概要
原題:Vincent doit mourir
製作:2023年フランス
配給:ナカチカピクチャーズ
監督:ステファン・カスタン
出演:カリム・レクルー/ヴィマラ・ポンス/フランソワ・シャトー/カロリン・ローズ・サン
ヴィンセントは職場の実習生に突然ノートパソコンでぶん殴られる。理由も分からないまま、今度は経理の男にペンで腕を刺される。だが、彼らはなぜヴィンセントを攻撃したのか記憶もないという。通りすがりの他人やアパートの子供たちにまで殺意全開で襲われるようになったヴィンセントは、そのスイッチが目を合わせることだと気づく。
予告編
感想
誰かと目が合っただけで突然暴力を振るわれる体質になった男の話。
「アシッド」「動物界」「スパイダー/増殖」など、今年は厄介な世相を反映したフランス映画が多いですね。移民を受け入れすぎて治安が悪化し、極右政党が躍進して政情が荒れているというニュースは目にしてますが、その辺の市民間でも目と目が合っただけで殺し合いに発展してもおかしくないほどの一触即発感が今のフランスにはあるのか。
スタンド能力的なものは別として、今の日本からは出てこない設定と思います。例えば、仮に私がヴィンセントと同じような体質になったとしてもおそらく気が付くことさえないでしょう。他人と目を合わせることなどまずないからです。仲の良い人間と向かい合って話す時ですら目は見てない。視線はせいぜいネクタイの結び目あたりに置いておくのが精一杯。皆そうですよね。違う?私が対人恐怖症のチキン野郎なだけですか? …良くても鼻ぐらいかな。鼻見てるだけでも発動するのかな?あの症状。
ただ、やってはいけないと認識すればするほど逆にやりたくなってしまうのが人間の性でもありますので、何かのきっかけで気づいてしまったら逆に平常時より積極的に人の目を見てしまう自信はあります。
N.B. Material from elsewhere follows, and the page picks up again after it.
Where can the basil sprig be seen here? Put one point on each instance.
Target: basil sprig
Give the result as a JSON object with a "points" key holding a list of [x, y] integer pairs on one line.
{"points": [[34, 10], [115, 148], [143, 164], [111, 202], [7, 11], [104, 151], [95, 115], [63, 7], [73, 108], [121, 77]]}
ヴィンセントも「ずっと目をそらしてればいいだろ」と突っ込みを入れたくなるほどむやみに殺意を発動させていますが、そういう人間の性に逆らえないといったところでしょうか。
理性を失くした殺意全開の人間に襲われる絵面はゾンビ物に近いノリですが、こちらはヴィンセントから離れてしまえばすぐ元の人間に戻るのでうっかり殺すわけにもいかない。噛まれて感染が広がるわけでもないし、ある程度見ても平気な人もいて法則が曖昧。ゾンビ物とはまた別種の緊張感があって面白いです。前半は。
ただ、そんな状況でもヴィンセントはしっかり理解ある恋人を作り、やることはやるのでわりと余裕があるように見えてしまう。今のフランス社会も異常な状況だけど、もはやそれがニューノーマルなので普通に耐えながらも人間らしい生活を送れということでしょうか。考えてみれば、職場でいきなり激しい暴行を受けた後も「まあそんな大したダメージじゃないし勘弁してやるか」って感じだったのでヴィンセントさん相当タフな人のようです。ランボーばりに自分の傷も縫ってたし。この野蛮な社会を生き抜くためには彼のようなタフさが必要なのだ。
そのまま後半は恋愛映画みたいになっていくので、私の好みとはちょっと違う方向性に進んでしまいました。理不尽な暴力が蔓延る絶望的な世界でも、愛さえあれば何とかなるのだ的な。まあ、それはそうかもしれんけど。私のような人間にとっては後味の悪い話でした。私が生き延びるためにはひたすら別荘で人と目を合わさずゴロゴロしてるしかないかな。